Böyle yapmayıp taraftar olduğumuz partinin yanlış işlerini de tasvip etmek, bizi, farkına varmadan, meydana gelen mağduriyetlerden dolayı hissedar edecektir.
Böyle bir manevî tehlikeyi göz önünde bulundurarak, taraftar olduğumuz partinin faydalı uygulamalara destek verip teşviklerde bulunduğumuz gibi, yanlış gördüğümüz uygulamalarına itiraz hakkımızı kullanıp ikazlarda bulunmak gerekir.
Üstad Bediüzzaman’ın, “Kur’ân ve vatan ve İslâmiyet namına” diyerek, başa gelmeleri için dua ederek nokta-i istinat olduğu Demokrat Parti’nin başındaki, “İslâm kahramanı” diyerek taltif ettiği merhum Adnan Menderes’e yaptığı tavsiyelerine bakalım:
En’am Suresi’nin 164. ayetinin mealen; “Birisinin cinayetiyle başkaları, akraba ve dostları mes’ul olamaz” (Emirdağ Lâhikası-2, s.394) hakikatini dikkate alarak, suçun şahsîliği prensibini göz önünde bulundurarak, diğer ifade ile kurunun yanında yaşı yakmamaları, suçsuzları korumaları, cezalandırmamaları gerektiğini söylüyor.
Üstad’ın diğer bir tavsiyesi de, “Seyyidü’lkavmi hadimuhum” hadis-i şerifi uyarınca, “Memuriyet bir hizmetkârlıktır, bir hâkimiyet ve benlik için tahakküm aleti değil.” şeklindeki ikazıyla, milleti idare etmek için başa gelmeye çalışan idarecilerin millete şu veya bu sebeple katiyyen haksızlık, zorbalık ve zulüm etmemelerini, onlara kibir ve gururla tepeden bakmamalarını, tam tersine onların huzur ve sükûn içinde hayatlarını devam ettirmeleri için hiç kimseye ayrım yapmadan, tam bir adaletle millete hizmet etmeleri gerektiğidir.
Üstad Bediüzzaman’ın ülkenin idaresine talip siyasîlere diğer tavsiyesi de, mealen, “Mü’min için mü’min, sağlam yapılmış bir binanın birbirine kuvvet veren taşları gibidir.” hadis-i şerifinin işaret ettiği üzere, haricî düşmanların tecavüzlerine karşı dahildeki tesanüdü, birlik ve beraberliği sağlamanın; ancak dahildeki çekişmeleri, kavgaları, gerginlikleri terk etmekle mümkün olabileceğidir. (Emirdağ Lâhikası s.395)

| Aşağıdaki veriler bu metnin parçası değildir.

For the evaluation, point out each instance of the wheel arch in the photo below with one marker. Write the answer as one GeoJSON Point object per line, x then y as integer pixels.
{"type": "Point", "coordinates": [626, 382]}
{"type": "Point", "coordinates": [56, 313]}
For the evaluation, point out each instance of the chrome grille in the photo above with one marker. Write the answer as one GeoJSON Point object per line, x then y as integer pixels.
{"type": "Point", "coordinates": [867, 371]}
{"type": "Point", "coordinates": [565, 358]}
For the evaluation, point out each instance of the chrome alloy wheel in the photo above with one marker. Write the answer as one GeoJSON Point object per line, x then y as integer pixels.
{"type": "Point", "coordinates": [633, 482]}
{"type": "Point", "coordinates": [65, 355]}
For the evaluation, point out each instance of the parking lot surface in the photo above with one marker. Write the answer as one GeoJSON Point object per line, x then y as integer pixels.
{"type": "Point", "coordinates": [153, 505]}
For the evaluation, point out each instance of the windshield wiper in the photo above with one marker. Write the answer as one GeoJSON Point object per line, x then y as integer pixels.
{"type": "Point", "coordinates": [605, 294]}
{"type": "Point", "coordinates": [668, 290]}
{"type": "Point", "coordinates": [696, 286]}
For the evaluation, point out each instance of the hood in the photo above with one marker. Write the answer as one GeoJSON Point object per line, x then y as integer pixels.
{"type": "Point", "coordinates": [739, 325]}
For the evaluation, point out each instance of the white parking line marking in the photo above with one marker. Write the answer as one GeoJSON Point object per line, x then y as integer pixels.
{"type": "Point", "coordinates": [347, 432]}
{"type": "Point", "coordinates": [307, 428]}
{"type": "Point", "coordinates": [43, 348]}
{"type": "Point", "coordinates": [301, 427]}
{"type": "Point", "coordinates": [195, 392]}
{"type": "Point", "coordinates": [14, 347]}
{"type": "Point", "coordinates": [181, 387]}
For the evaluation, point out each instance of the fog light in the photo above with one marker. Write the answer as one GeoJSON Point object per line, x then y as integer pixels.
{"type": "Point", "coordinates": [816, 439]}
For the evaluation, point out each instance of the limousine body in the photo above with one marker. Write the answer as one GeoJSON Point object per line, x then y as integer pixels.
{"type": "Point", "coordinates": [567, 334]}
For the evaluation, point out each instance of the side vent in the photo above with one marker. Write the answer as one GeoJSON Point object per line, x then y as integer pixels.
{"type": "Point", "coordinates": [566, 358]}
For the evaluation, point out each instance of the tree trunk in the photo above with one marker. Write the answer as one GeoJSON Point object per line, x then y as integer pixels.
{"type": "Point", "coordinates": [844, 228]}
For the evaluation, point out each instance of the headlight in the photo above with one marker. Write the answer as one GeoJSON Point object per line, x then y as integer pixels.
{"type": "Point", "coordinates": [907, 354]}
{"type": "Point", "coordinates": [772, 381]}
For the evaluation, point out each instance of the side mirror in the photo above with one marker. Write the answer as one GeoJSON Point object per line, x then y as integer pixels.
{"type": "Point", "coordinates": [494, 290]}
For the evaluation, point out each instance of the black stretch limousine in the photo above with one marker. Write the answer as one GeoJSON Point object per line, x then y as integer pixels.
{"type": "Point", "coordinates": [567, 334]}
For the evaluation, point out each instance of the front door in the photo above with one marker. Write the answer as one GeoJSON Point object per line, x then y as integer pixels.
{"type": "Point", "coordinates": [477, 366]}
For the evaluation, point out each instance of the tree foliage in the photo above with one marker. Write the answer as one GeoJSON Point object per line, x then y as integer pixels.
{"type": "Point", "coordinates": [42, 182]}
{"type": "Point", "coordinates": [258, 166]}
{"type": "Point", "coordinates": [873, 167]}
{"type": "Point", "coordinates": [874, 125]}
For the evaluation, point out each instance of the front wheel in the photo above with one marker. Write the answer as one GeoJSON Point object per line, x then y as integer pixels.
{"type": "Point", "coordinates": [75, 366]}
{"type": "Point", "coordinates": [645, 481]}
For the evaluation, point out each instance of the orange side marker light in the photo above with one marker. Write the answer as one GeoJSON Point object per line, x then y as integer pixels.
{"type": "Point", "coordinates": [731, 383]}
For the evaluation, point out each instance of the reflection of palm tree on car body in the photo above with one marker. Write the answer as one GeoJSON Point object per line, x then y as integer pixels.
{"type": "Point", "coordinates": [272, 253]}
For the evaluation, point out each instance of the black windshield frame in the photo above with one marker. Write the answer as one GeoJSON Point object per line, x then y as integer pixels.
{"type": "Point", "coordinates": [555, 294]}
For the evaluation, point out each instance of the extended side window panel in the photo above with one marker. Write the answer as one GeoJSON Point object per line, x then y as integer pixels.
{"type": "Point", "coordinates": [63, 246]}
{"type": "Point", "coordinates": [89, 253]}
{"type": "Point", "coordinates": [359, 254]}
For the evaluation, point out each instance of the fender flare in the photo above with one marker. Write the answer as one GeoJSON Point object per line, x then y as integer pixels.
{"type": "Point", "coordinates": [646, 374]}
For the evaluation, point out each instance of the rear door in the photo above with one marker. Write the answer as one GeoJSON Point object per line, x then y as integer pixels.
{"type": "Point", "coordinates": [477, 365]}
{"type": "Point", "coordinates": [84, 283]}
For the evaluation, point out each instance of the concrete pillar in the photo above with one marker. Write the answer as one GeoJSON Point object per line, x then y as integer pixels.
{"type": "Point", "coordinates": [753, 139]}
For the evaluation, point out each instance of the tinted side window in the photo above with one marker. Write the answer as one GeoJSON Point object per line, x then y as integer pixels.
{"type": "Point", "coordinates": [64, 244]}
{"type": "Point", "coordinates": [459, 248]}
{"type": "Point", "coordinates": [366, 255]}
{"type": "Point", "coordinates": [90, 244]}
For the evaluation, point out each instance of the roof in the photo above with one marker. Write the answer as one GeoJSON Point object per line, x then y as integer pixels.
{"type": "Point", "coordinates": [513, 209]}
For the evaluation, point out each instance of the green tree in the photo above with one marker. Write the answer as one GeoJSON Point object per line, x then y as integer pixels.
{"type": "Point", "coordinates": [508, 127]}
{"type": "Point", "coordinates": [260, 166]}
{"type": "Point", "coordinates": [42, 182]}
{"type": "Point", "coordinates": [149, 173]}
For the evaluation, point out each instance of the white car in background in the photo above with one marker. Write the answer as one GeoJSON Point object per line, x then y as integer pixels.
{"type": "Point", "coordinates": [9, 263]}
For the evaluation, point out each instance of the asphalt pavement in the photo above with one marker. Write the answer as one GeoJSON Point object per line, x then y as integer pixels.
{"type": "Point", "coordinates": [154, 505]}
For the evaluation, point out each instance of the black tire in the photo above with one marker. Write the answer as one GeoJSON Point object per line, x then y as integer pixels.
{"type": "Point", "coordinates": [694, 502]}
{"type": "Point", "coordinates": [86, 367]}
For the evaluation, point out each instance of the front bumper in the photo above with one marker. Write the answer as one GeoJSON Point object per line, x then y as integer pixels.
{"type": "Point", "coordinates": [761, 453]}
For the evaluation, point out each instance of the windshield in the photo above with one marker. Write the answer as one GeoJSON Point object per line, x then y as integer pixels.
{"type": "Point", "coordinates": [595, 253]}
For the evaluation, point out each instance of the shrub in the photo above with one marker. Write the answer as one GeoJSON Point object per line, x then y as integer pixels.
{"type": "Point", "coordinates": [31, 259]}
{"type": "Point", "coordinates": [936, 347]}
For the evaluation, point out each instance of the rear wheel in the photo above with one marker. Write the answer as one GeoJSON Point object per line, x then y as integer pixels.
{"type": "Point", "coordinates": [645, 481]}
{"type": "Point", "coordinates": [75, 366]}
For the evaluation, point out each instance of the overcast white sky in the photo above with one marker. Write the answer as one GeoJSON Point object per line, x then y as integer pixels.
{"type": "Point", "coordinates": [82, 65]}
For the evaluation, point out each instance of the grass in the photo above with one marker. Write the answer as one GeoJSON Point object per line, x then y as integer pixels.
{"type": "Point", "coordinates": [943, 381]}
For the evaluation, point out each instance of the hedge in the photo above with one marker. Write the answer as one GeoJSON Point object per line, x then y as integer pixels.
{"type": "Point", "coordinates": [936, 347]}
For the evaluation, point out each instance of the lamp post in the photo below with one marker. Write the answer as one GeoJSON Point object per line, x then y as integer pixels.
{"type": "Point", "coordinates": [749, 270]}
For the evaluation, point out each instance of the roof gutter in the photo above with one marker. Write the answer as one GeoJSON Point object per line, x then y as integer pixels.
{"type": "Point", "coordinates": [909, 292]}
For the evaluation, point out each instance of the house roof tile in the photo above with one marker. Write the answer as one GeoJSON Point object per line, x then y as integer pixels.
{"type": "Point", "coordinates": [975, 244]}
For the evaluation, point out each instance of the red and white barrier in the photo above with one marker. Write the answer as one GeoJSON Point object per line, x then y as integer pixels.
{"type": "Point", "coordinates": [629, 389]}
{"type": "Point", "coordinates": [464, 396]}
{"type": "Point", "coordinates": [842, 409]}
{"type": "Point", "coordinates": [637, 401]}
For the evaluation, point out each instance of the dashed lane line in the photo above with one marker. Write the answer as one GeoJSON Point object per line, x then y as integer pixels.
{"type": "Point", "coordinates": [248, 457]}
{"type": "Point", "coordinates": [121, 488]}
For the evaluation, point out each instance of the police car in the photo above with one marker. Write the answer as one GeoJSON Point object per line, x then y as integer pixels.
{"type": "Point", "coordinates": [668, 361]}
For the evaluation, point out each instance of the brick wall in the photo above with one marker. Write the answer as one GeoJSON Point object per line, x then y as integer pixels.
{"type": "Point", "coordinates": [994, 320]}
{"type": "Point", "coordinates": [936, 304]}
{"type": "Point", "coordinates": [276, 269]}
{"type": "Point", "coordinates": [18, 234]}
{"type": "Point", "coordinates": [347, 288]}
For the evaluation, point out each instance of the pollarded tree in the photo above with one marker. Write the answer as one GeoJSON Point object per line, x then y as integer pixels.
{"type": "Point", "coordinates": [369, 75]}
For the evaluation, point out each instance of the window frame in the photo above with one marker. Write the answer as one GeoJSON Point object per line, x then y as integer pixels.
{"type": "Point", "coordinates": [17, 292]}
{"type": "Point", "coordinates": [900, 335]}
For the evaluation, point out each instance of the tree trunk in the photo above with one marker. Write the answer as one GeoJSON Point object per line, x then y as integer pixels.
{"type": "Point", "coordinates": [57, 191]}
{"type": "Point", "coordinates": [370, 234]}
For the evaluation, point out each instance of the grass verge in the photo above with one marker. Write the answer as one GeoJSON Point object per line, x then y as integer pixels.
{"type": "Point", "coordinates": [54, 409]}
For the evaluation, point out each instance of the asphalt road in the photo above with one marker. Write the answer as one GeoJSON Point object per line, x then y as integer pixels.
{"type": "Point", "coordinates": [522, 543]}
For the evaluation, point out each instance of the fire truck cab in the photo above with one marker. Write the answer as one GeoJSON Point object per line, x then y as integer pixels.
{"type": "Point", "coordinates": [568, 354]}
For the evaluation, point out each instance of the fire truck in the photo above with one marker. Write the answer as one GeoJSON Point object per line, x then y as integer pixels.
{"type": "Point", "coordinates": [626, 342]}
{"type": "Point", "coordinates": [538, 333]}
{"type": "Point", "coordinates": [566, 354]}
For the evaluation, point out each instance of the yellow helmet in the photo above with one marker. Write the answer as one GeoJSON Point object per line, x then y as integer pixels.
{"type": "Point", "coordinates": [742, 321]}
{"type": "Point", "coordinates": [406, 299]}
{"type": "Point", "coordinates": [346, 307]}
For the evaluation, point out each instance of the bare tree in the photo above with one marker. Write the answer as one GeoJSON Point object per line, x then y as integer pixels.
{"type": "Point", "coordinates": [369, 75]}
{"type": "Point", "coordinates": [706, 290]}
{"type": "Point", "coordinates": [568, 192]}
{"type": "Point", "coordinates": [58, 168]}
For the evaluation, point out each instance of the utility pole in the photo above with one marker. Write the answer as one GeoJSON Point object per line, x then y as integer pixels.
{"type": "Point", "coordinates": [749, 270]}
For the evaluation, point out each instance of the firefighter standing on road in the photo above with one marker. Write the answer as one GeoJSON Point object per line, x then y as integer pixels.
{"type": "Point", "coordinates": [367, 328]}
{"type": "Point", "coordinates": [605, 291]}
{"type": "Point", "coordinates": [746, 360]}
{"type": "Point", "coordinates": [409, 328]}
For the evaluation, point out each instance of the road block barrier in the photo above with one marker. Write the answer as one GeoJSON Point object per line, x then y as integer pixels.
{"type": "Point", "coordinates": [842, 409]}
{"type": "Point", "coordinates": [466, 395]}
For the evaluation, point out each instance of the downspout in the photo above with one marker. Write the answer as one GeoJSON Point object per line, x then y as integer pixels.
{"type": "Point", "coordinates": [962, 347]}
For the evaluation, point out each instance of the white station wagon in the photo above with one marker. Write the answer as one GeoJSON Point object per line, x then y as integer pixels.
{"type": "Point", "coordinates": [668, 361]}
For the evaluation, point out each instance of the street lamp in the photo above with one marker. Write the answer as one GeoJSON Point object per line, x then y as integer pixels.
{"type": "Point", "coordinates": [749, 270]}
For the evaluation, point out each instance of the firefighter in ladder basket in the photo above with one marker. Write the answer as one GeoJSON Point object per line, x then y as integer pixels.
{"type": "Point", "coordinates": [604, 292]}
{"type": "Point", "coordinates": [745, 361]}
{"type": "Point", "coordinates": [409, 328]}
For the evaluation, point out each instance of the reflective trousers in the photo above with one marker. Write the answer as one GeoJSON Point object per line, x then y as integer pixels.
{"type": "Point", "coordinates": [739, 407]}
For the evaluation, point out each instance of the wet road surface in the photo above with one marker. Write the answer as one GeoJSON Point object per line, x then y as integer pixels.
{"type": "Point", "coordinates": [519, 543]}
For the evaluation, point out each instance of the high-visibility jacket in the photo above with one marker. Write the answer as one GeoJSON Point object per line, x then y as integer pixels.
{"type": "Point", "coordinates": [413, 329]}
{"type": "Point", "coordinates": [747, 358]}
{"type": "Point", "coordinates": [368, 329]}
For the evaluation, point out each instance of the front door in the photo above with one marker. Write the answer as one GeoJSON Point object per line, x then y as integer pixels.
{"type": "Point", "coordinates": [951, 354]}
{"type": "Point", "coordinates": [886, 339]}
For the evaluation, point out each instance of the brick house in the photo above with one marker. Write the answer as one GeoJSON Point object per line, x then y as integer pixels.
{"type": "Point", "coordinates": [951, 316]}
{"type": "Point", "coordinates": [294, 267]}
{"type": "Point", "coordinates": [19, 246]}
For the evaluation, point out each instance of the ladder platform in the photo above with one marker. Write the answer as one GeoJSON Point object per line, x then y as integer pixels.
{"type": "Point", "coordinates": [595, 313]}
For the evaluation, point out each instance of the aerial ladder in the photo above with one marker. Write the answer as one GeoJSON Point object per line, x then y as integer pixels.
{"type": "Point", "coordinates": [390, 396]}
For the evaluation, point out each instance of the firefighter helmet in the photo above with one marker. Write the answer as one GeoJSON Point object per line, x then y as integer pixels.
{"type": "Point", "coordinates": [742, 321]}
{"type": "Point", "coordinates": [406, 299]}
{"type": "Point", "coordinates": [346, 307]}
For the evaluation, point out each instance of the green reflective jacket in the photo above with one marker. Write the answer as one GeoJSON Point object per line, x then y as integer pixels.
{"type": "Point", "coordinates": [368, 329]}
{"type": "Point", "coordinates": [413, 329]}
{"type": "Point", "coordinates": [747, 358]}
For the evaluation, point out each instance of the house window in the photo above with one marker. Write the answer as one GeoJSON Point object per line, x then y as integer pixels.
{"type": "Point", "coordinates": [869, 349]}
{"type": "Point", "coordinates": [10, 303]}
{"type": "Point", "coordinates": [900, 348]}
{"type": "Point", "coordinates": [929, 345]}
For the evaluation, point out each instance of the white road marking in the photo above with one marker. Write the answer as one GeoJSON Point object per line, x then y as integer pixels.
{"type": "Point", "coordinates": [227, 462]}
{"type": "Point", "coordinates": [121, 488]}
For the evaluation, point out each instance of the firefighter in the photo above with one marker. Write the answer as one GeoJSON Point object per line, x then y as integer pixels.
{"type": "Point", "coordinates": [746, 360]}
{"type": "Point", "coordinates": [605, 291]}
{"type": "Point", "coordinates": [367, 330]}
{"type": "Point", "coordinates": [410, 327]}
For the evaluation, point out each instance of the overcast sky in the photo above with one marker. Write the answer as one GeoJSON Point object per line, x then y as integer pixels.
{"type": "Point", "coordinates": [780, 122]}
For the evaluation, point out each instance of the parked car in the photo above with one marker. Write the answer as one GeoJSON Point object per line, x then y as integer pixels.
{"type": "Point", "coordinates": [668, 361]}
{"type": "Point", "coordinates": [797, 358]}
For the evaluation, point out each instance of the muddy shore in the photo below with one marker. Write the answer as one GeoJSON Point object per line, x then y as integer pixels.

Yine Üstad, “İslâm kahramanı” diye tavsif edilen merhum Adnan Menderes’in şahsında bütün siyasîlere yönelik tavsiyeler vermiştir. Bu tavsiyelerin bir bölümünü gerçekleştirmeye çabalayan merhum Menderes, bunun bedelini, demokrasi düşmanı cellatların kurdukları idam sehpasında ödeyerek şehitlik mertebesini kazandı.
Günümüz siyasîlerinin, Üstad Bediüzzaman’ın, kaynakları ayet-i kerimeler ve hadis-i şerifler olan bu yol gösterici harika tavsiyelerini dikkate alarak o çerçevede bir çabanın içinde olduklarını görebiliyor muyuz sizce?
Ayrıca Üstad Bediüzaman’ın yaptığı gibi, bu noktada, yeri geldiğinde gerekli ikaz ve tavsiyelerde bulunuyor muyuz sizce?